Now that the general election dust is slowly beginning to settle, there is a departing minister whom I want, perhaps surprisingly, to pay tribute to – and another person I would like to welcome into her new role in Government.
The person I want to offer praise to is Steve Webb, who lost his north Bristol parliamentary seat to a Tory challenger last week.
Webb was, without doubt, the most engaged pensions minister since the post was first created shortly after Tony Blair’s 1997 election victory.
Before then, other ministers were allocated pensions as part of a broader welfare portfolio. Yet despite Blair’s decision to create a specific office to deal with pensions in 1998, it is easy to forget how disdainfully the role was treated by Labour in the 12 years before Webb took it on.
Starting with John Denham in 1998, who barely survived five months in office, and ending with Angela Eagle’s 11-month stint in the job, a total of 12 ministers were appointed between 1998 and 2010, one of them twice. None lasted more than two years, most far less time then that.
For a long while it seemed as if being pensions minister was a way of paying someone a large ministerial salary for a short period and not expecting much of them.
Often this was part of a sub-plot of musical chairs in which personal and political factions were rewarded – or penalised – for their loyalty to various key figures in the Labour Party, including Tony Blair, Gordon Brown and even, unbelievably, John Prescott.
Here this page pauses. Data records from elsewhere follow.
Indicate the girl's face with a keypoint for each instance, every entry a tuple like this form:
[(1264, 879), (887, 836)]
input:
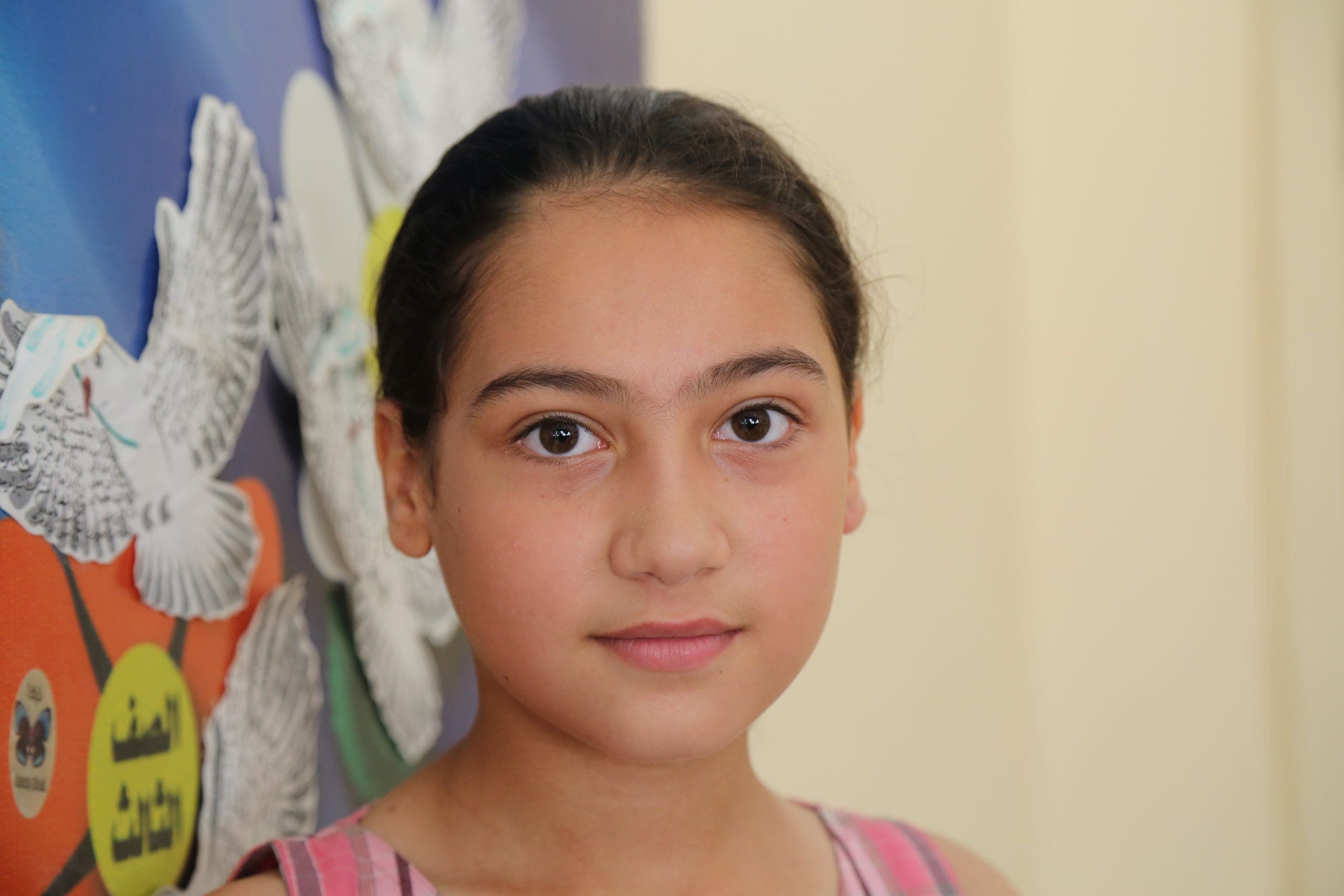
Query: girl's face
[(646, 425)]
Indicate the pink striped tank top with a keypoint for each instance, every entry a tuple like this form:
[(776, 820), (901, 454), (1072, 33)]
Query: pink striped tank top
[(875, 858)]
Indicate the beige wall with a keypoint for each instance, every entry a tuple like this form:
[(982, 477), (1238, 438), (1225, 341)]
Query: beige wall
[(1100, 581)]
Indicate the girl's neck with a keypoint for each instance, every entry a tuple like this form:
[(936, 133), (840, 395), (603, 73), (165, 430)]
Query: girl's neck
[(521, 804)]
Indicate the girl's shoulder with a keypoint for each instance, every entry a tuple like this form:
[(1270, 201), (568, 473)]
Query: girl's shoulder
[(875, 856), (881, 856), (340, 860)]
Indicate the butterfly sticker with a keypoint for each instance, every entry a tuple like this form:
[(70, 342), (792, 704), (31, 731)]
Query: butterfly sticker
[(32, 742)]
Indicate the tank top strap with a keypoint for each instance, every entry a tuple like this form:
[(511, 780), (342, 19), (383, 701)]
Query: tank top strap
[(340, 860), (887, 858)]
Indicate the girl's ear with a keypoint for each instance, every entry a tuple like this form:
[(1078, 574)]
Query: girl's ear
[(405, 489), (854, 504)]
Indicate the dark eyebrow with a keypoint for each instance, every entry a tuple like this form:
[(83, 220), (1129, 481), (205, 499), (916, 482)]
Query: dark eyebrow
[(616, 392)]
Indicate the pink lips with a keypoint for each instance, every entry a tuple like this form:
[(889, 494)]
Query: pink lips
[(671, 647)]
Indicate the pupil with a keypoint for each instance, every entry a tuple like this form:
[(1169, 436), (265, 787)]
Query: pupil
[(752, 426), (560, 438)]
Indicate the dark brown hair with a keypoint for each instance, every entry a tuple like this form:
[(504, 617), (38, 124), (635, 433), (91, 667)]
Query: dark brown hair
[(658, 144)]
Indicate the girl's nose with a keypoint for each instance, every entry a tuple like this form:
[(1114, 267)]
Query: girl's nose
[(671, 530)]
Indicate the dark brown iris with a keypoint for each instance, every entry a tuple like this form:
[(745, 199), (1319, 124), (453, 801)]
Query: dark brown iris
[(560, 437), (752, 425)]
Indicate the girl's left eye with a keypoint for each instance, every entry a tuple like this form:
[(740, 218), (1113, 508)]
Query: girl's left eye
[(558, 437), (756, 425)]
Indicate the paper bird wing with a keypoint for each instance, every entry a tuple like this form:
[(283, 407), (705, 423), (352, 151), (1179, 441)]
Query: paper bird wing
[(260, 758), (213, 312), (401, 671), (479, 46), (323, 342), (375, 46), (59, 473), (426, 596)]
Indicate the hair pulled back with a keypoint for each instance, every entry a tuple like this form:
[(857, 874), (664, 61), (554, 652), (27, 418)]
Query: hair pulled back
[(667, 145)]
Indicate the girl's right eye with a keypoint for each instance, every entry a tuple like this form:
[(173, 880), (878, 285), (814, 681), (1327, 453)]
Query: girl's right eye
[(558, 437)]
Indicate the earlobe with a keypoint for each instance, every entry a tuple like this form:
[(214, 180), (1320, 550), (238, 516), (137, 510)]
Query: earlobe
[(404, 487), (855, 507)]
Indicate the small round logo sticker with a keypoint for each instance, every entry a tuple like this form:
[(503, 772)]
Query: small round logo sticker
[(33, 743)]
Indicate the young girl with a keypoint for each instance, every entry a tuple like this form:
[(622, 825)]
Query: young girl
[(620, 338)]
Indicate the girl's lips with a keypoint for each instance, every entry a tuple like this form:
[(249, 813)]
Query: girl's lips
[(670, 655)]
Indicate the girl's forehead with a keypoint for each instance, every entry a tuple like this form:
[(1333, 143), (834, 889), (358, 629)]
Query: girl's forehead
[(649, 293)]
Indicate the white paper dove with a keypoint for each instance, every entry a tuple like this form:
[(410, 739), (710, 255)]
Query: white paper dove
[(395, 601), (125, 449), (258, 777), (417, 80)]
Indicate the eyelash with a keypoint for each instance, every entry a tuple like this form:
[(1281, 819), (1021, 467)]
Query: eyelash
[(555, 418)]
If you appoint someone to that office for say, 15 months, you are clearly not requiring them to engage with the subject in any meaningful sense. You certainly are not expecting anyone to radically redraw the retirement map for the next 30 years. Unsurprisingly, none of Webb’s predecessors disappointed in that respect.
In complete contrast, Webb had a vision for pensions and retirement planning in the UK that far outstripped previous incumbents. He almost single-handedly elevated pensions into a subject that resonated with the general public, particularly the decision to allow retirees far greater access to cash in their savings pots.
Webb could be infuriatingly disingenuous. His comment about not being too bothered if the money liberated as a result of the government’s pension reforms were used to buy Lamborghinis was one such example.
A failure to join the dots of his reforms and come up with a more robust system of advice to newly-retired people than Pension Wise, which looks to be a recipe for disaster, is another.
Inevitably, there was also some ministerial grandstanding. For example, Webb’s announcement in March 2014 of an end to so-called “rip-off charges” and hidden costs for pensions, with the introduction of a 0.75 per cent price cap for default funds in qualifying occupational pension schemes. The new rules came into effect in April this year.
There were only two problems with such an announcement. The first was it was limited to default funds, most of which are run on a semi-passive basis anyway. If you are going to stick your money into what is to all intents and purposes a passive fund, Fidelity’s tracker, not to mention those from several other managers, charge half that amount.
The second point, as made by Hargreaves Lansdown’s pensions guru Tom McPhail, is the average charge for a workplace contract-based pension was then 0.84 per cent a year. So the government was only driving down the cost of pensions by less than 0.1 percentage point for a typical pension scheme.
Nor was Webb prepared to tackle the underlying issue of dormant pension schemes, both occupational and private ones, many of which charge far in excess of the rather pathetic price cap he announced last year. Tens of billions of pounds are held in such schemes and reform in this area is painfully slow.
Still, better Webb than most of the non-entities who preceded him. Finding a successor to him will be hard.
Which leads me to Ros Altmann, whose elevation to the Upper House and appointment as a prospective “consumer protection minister” was announced midway through the election campaign itself.
I am pleased for Ros, whom I greatly admire – although her subsequent breathless email to hundreds of financial journalists and other contacts telling us all how important it was to vote Conservative seemed a bit naïve. I am sure her enthusiasm for the Tories was genuine, it just reminded me of the Mrs Merton interview with Debbie McGee, wife of “millionaire Paul Daniels”.
Her appointment also reminds me of Gordon Brown’s so-called “government of all the talents” in 2007, in which he appointed former CBI chief Digby Jones as trade minister.
Years later, Jones wrote of his time in office: “The entire place was risk averse, so that the most common advice all too readily accepted by career politicians not wanting to blot their ministerial-progress copybook was to do nothing. And I never managed to change that.
“But what I hadn’t expected was the omnipotent suffocation by process and the obligatory emasculation of original thought and initiative. The governmental machine demanded complete obedience in a way which anyone outside the Westminster bubble wouldn’t have believed.”
I wish Ros well and hope she does not suffer the same fate.